- Theatrical release poster
- Directed by: Muthyala Subbaiah
- Written by: Posani Krishna Murali (dialogues)
- Screenplay by: Muthyala Subbaiah
- Produced by: Badvelu Srinivasulu Reddy
- Starring: Vadde Naveen; Raasi; Sakshi Shivanand; Anand;
- Cinematography: K. S. Selvaraj
- Edited by: Gautham Raju
- Music by: Koti
- Release date: 11 September 1998;
- Country: India
- Language: Telugu

= Snehithulu =

Snehithulu is a 1998 Indian Telugu-language romantic drama film directed by Muthyala Subbaiah and starring Vadde Naveen, Raasi, Sakshi Shivanand and Anand.
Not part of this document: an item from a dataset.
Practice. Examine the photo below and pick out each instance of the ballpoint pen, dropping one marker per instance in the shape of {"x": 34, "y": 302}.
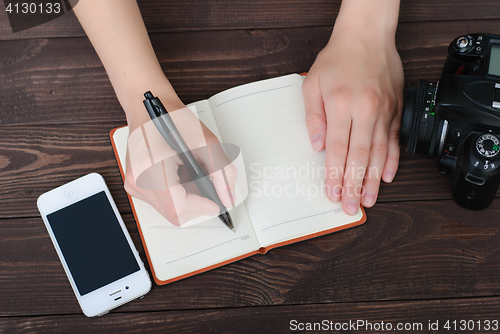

The film was remade in Kannada as Sneha (1999) and in Tamil as Aasaiyil Oru Kaditham (1999).

== Cast ==

- Vadde Naveen as Murali
- Raasi as Mahalaxmi
- Sakshi Shivanand as Sirisha
- Anand as Vijay
- Sudhakar
- Ahuti Prasad as Anjanappa
- Narra Venkateswara Rao
- Chalapathi Rao
- Satyaprakash
- Ranganath
- Venu Madhav
- Tirupathi Prakash
- Bandla Ganesh
- Kallu Chidambaram
- Baby Upasana as Mahalaxmi's little sister

== Soundtrack ==
The music was composed by Koti. The songs were released under the Aditya Music label.

Track listing
| No. | Title | Singer(s) | Length |
|---|---|---|---|
| 1. | "Mallikavo…Menakavo" | S. P. Balasubrahmanyam, K. S. Chithra | 4:09 |
| 2. | "Oh Gajjala Gumma" | S. P. Balasubrahmanyam, K. S. Chithra | 5:21 |
| 3. | "Pooche Puvvuki Enno Gumagumalu" | S. P. Balasubrahmanyam, K. S. Chithra | 4:09 |
| 4. | "Premisthanu Ninne Nannu" | S. P. Balasubrahmanyam, K. S. Chithra | 4:55 |
| 5. | "Vanaa Vanaa Vanaa" | S. P. Balasubrahmanyam, Sujatha | 4:07 |
| 6. | "Yennenni Kalalu Kannayi" | Yesudas | 4:26 |
| Total length: |  |  | 27:07 |

== Reception ==
A critic from Deccan Herald opined that "But unlike other streotyped. mushy romances and action flicks, Snehitulu, which has its anchor in human relationships, emerges a winner, for it is shot imaginatively". A critic from Andhra Today wrote that "Although a routine story, Posani Krishna Murali lends it variety in its final twist. Good performances by the star cast combined with the director's prowess quite appeal to the audience".

== Box office ==
The film ran for a hundred days in Andhra Pradesh.